Labor Day weekend each year brings the South Dakota State Fair to Huron. The State Fair has had its ups and downs, but has been a constant fixture in South Dakota for 126 years. It is a true reflection of our state -- the Fair's barns feature the accomplishments of our agricultural youth, its stages and grandstand bring in more entertainment than any other celebration in our state, and its booths display our unique products.

Each time I visit the State Fair, I am reminded of its purpose: to pause from our labors, reunite South Dakotans from across the state, and celebrate that which makes us who we are.

This year, I have the opportunity to celebrate and remember those who came to South Dakota before me. The Daugaard farm is one of many 2011 recipients of the Century Farm Award -- a recognition given at the State Fair to all farms held by the same family for 100 years.

In 1911, my paternal grandparents, Martin and Margaret Daugaard, purchased a 160-acre farm between Garretson and Dell Rapids. There, they farmed the land and raised a family. My parents took over the operation in the 1950s, and likewise, my sisters and I grew up living and working on the farm. Linda and I moved back to the farm in 1983 and built our own home there, raising our three children across the yard from my parents. The farm is a source of pride for my family.

We love the land and are grateful for the work of those who came before us. I can think of no more fitting venue for receiving the award than our State Fair.

The South Dakota State Fair provides reminders of our past, examples of our present, and a link to our future. Without a doubt, the State Fair is a refreshing celebration, pure and good in its constitution, harkening back to a simpler time. The Fair is also a festival of our present. It brings us together with neighbors from across the state to share stories, exhibit our wares, do business, and make plans. It binds us to one another as a single state, a single family. The Fair shows us also what our family will look like in years to come. Our farm youth, the next-generation backbone of our economy, are given recognition for a year of hard work.

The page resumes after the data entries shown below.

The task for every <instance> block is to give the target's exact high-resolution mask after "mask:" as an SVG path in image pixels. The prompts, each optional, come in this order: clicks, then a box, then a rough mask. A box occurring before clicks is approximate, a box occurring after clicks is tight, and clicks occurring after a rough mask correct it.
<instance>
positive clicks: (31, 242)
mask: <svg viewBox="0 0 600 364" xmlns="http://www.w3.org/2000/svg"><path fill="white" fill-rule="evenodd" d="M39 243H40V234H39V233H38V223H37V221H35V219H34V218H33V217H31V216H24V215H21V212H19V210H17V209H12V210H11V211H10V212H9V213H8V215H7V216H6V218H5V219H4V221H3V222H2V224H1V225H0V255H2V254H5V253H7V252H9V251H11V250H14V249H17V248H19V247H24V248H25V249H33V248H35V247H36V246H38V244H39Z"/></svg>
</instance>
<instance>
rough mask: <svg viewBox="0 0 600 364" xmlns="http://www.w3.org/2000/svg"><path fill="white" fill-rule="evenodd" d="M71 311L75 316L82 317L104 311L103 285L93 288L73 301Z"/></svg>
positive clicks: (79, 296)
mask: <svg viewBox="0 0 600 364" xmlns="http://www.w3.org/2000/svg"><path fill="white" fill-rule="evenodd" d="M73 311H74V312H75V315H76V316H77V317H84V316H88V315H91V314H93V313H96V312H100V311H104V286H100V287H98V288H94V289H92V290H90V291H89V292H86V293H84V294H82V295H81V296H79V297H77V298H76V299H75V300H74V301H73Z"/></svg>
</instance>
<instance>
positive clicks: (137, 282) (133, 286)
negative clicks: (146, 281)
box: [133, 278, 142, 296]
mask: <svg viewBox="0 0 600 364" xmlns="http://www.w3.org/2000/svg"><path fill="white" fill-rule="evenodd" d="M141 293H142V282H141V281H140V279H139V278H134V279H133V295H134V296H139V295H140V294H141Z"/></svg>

In the middle of it all, the state's largest collection of amusement park-style rides attracts youngsters like nothing else can. From Ferris wheels, to tilt-o-whirls, to scramblers, the opportunities for gastric distress abound. It is truly great to be a kid at the State Fair -- whatever your age.

This month, I hope South Dakotans enjoy the State Fair, Sept. 1-5. It is a celebration of who we
are. It is a celebration of what makes us great.